L’heure du rapport est arrivée et ma conclusion est à peine croyable. Les pires ennemis de l’humanité c’est l’avidité et l’ordre. Ses meilleurs amis sont la créativité et le graffiti. Ne m’en voulez pas si je ne fais pas régner le suspense, mais je suis Dieu et je vais droit aux conclusions.

Pour l’avidité, inutile de vous faire un dessin, sans aucun doute c’est un défaut, peut-être même un péché, donc un ennemi, mais l’ordre c’est une qualité. Par ailleurs, d’accord pour dire que la créativité est une qualité qui ne peut que rendre l’humanité meilleure, mais le graffiti, c’est un délit puni par la loi. Eh bien oui, moi Dieu, je suis du côté des délinquants.

Il faut être Dieu pour voir au delà des apparences.

Banana street Montpellier



J’ai croisé un brave homme dont le plaisir était de cultiver le jardinet attenant à son pavillon. Un homme gentil, généreux. Il aimait à faire goûter ses tomates à ses voisins. Il aimait plus que tout admirer l’alignement parfait de ses rangées de légumes. Il ne supportait pas les mauvaises herbes, ni dans le potager, ni dans les gravillons devant son garages. Il redoutait les pucerons qui dévorent les fèves et les haricots verts. Il détestait les limaces et les escargots qui s’en prenaient à ses salades. Et puis il n’allait pas laisser les maladies s’en prendre à ses légumes. Qu’à cela ne tienne, il y a tout ce qu’il faut aujourd’hui dans les magasins pour se prémunir de toutes ces calamité. Aussi il avait dans son garage une étagère sur laquelle étaient bien rangés les produits pour lutter contre tout ces fléaux. Le pulvérisateur est le meilleur ami du jardinier. Round up pour les mauvaises herbes, produits machin truc pour les pucerons.  Pour chaque ennemi, un produit à tête de mort dans un flacon vert. Et puis ne lésinons pas sur les doses.... Voilà vous avez compris. Il voulait seulement un beau jardin, bien ordonné, bien aligné, sans maladie, sans pucerons, sans limaces et escargots. Et il s’est empoisonné. Je ne vous dirai pas de quel cancer est mort ce brave homme, ni sa femme ni ses voisins. Je suis Dieu et j’ai obligation de confidentialité.

Mais comme je suis Dieu et que je vois plus loin je sais qu’il ne s’est pas empoisonné, on l’a empoisonné. Des messieurs et aussi des dames, avec des cravates, des tailleurs Chanel et des costumes, des chercheurs, des actionnaires, des patrons enfin toute sorte de gens intelligents et même gentils, certains par courte vue, la plupart par avidité, lui ont fait croire que tout ça c’était sans danger, que c’était le progrès. Le crime est à grande échelle et je sais que notre brave homme, féru d’ordre a été abusé et les profiteurs, les avides l’ont tué. Ont tué des millions de braves gens.

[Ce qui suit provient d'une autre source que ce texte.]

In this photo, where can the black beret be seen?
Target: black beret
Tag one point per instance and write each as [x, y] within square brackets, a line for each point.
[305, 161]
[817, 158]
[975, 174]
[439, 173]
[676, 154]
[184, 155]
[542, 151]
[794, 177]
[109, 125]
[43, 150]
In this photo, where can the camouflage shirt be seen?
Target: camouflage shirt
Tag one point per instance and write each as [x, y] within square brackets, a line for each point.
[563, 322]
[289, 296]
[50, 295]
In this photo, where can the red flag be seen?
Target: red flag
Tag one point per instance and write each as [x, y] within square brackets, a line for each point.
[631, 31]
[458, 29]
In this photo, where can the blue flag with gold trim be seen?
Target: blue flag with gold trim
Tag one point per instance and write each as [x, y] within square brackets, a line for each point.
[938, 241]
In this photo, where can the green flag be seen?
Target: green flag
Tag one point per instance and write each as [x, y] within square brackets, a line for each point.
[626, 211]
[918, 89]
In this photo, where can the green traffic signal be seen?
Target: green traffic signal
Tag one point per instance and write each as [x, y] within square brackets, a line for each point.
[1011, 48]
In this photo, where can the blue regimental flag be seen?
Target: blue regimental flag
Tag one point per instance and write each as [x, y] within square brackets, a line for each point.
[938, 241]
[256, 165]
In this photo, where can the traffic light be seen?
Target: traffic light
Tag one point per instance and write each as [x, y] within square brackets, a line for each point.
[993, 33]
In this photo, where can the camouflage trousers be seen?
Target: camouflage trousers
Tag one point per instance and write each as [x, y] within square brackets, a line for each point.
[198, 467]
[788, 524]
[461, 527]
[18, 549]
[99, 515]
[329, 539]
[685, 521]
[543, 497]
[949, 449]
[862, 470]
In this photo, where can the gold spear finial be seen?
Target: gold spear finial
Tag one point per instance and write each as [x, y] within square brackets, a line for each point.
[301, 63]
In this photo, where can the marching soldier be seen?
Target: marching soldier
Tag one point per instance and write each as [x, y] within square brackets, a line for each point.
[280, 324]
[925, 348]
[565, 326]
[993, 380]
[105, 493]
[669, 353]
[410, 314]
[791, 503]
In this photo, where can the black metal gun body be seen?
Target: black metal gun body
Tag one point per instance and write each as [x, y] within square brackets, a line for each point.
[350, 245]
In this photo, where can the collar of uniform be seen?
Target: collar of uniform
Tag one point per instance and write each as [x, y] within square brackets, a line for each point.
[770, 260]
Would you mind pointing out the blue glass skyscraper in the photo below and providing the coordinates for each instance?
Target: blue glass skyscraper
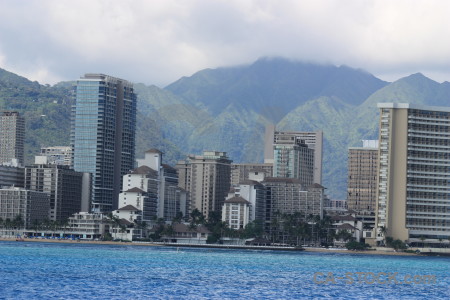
(103, 135)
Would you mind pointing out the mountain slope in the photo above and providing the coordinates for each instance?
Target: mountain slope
(226, 109)
(273, 87)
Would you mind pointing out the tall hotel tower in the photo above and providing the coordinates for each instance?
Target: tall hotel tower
(291, 152)
(207, 179)
(103, 135)
(413, 197)
(12, 137)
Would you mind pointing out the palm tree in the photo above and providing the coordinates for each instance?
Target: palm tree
(383, 231)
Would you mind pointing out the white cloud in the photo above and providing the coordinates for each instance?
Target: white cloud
(157, 42)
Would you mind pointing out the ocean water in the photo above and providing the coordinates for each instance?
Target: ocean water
(30, 270)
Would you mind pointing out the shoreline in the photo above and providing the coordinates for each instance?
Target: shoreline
(149, 244)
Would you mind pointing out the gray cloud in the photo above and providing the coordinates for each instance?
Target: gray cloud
(156, 42)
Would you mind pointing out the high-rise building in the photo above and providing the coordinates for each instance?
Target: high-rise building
(64, 185)
(235, 212)
(58, 155)
(12, 137)
(294, 159)
(11, 176)
(287, 139)
(362, 177)
(30, 205)
(207, 180)
(240, 172)
(413, 185)
(103, 135)
(289, 196)
(153, 188)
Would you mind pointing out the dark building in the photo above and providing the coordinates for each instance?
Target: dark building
(103, 135)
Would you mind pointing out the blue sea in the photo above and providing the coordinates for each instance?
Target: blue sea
(30, 270)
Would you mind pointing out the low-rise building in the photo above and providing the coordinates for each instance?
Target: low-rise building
(86, 225)
(184, 234)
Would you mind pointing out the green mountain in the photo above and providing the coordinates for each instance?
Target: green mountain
(227, 109)
(273, 87)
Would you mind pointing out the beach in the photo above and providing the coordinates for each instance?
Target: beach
(388, 251)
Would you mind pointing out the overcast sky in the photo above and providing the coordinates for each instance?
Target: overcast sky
(157, 42)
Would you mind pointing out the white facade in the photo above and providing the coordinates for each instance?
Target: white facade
(236, 212)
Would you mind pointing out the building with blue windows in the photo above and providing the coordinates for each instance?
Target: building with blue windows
(103, 135)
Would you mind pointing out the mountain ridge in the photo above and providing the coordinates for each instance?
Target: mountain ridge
(188, 117)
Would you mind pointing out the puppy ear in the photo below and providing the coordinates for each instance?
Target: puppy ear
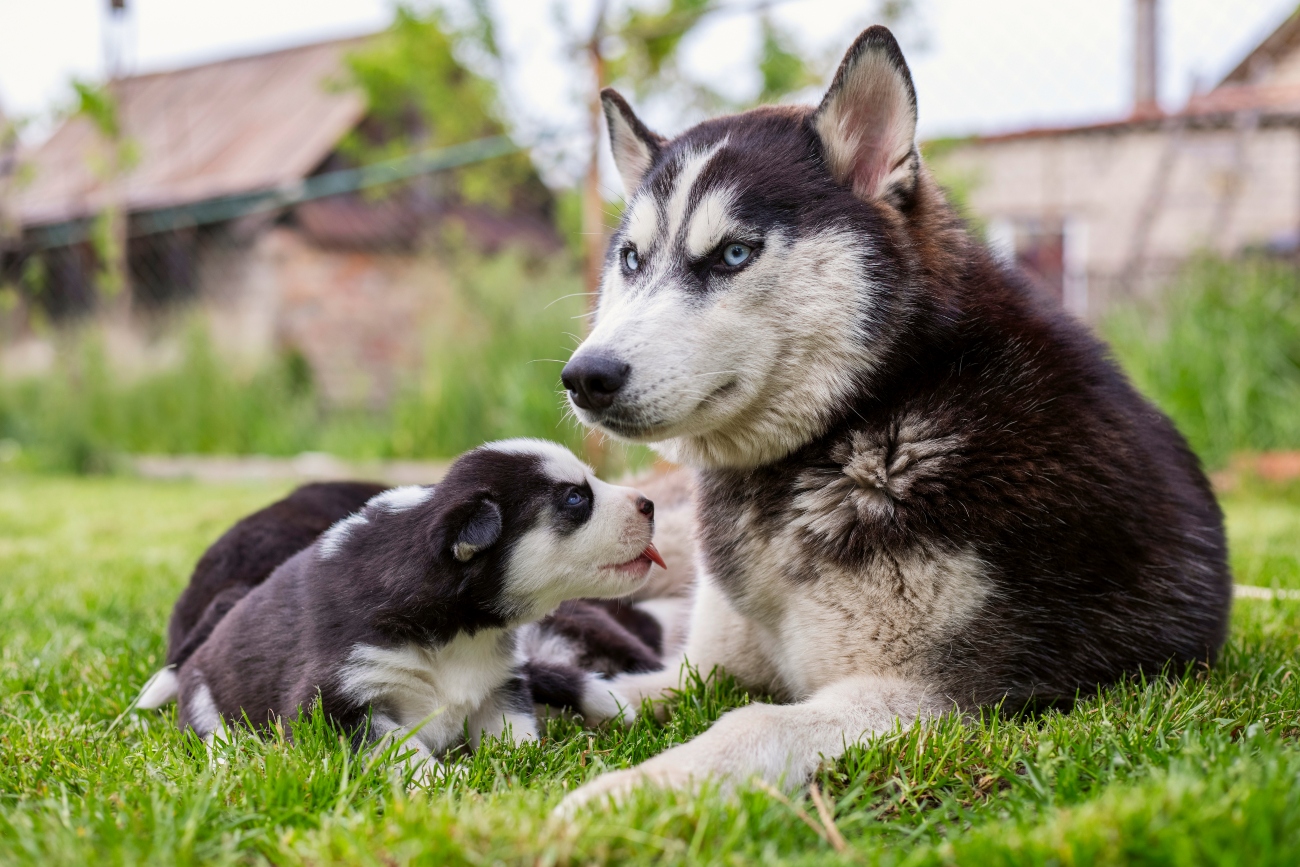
(479, 528)
(635, 146)
(867, 121)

Voilà j’ai développé cet exemple pour te faire comprendre le sens de ma méditation. Des exemples j’en ai cent à ton service, surtout dans les domaines agricoles et alimentaires. Je vais t’en proposer quelques un en raccourci. Tu es assez fûté pour les méditer tout seul..

L’élevage industriel pour produire à bas coût des protéines animales au profit de l’alimentation humaine. Voilà de l’ordre à grande échelle. Les animaux ne sont que matière première d’un système hyper-rationnalisé. On produit industriellement une alimentation de qualité déplorable au prix de souffrances animales inouïes. Ce phénomène est suffisamment documenté pour que je ne m’y attarde pas. Cependant, moi Dieu, je peux t’affirmer que l’élevage industriel est un scandale du même ordre que l’esclavage en son temps et que les générations futures nous demanderont de rendre des comptes sur une telle barbarie.

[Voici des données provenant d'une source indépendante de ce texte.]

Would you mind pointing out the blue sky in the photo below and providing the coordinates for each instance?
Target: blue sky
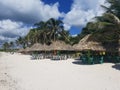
(18, 16)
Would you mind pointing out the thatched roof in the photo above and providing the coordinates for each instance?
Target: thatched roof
(86, 44)
(60, 45)
(22, 50)
(39, 47)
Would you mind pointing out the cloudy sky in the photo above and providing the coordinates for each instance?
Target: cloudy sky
(18, 16)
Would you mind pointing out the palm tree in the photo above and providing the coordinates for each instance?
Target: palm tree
(6, 46)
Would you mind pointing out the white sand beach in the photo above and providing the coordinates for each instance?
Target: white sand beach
(19, 72)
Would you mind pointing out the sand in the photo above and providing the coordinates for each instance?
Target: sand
(19, 72)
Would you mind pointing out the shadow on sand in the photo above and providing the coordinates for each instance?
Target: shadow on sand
(78, 62)
(116, 66)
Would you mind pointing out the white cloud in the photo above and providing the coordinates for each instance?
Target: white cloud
(11, 30)
(28, 10)
(82, 11)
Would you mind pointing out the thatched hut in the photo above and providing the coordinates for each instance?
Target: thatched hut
(60, 46)
(25, 51)
(39, 47)
(86, 44)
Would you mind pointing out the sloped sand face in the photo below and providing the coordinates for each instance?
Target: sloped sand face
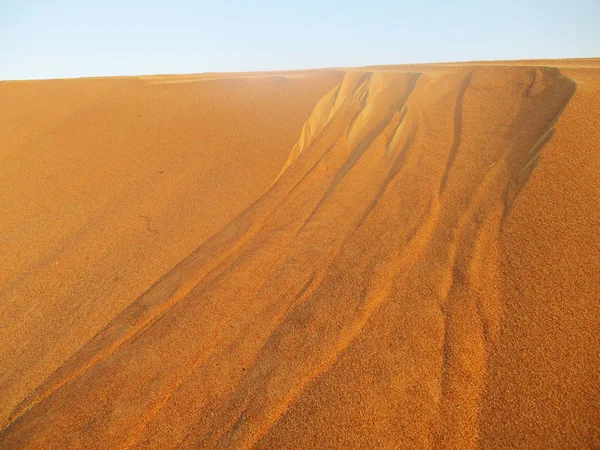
(422, 271)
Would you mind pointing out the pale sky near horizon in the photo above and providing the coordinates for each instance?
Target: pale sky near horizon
(68, 38)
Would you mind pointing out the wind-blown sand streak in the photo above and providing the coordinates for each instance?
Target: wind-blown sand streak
(365, 297)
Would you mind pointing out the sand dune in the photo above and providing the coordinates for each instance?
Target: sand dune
(386, 257)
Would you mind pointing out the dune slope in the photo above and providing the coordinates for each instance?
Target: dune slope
(421, 272)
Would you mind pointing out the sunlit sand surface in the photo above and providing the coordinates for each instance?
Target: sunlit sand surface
(383, 257)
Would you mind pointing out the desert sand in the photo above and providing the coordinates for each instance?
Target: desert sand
(381, 257)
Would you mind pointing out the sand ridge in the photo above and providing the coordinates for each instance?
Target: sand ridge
(381, 289)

Dans le beau foisonnement du monde, l’homme n’a cessé de vouloir comprendre, trouver des règles, pour maîtriser son environnement. Il est certain qu’il a amélioré notre condition, mais le prix à payer est exorbitant. 

Soly 2, Sailor, LittleLewis, Ecusson Montpellier

Il est avéré et documenté aujourd’hui que la manie d’ordonner, de rationaliser dans les domaines agricoles et agroalimentaires est à l’origine d’une multitude de problèmes touchant l’environnement, la biodiversité, la santé humaine, sans parler des aspects éthiques concernant le traitement des animaux et de certaines populations fragiles.
  
Et encore je ne t’ai pas entraîné sur les terrains du racisme ou les hommes se trient par couleur, des inégalités, ou ils se trient par richesse ni du sexisme ou ils se trient par genre. Il faudrait une bibliothèque entière pour se faire une idée de tous les effets négatifs de ces classements stupides.

Regarde bien autour de toi, derrière l’ordre il y a toujours des profiteurs. J’allais dire derrière chaque ordre il y a une dictature pas forcément politique, mais un système qui asservit.
  
L’ordre est présenté comme une qualité parce que l’ordre soumet, l’ordre donne naissance à des braves gens, comme mon jardinier, mais l’ordre avilit ceux qui n’ont ni l’esprit critique, ni le recul nécessaire. Le problème ce n’est pas la soumission, c’est que l’ordre est tellement contraire au foisonnement de la vie telle que je l’ai voulue, il bouleverse tellement ses règles qu’au bout de l’ordre il y a les maladies et il y a la mort. Je te laisse poursuivre cette fucking méditation à la lumière de tes expériences.

 
Salamech, Sidka, Asem, Quartier Mosson Montpellier

Bon et le graffiti alors ? Comme je suis Dieu et pas philosophe je ne me sens pas obligé de raisonner ou de démontrer, je constate juste que la transgression, l’interdit, la désobéissance, le désordre sont dans ce monde étouffé et étouffant la bouffée d’oxygène qui ouvre de nouveaux horizons génèrent des richesses inattendues et de la beauté.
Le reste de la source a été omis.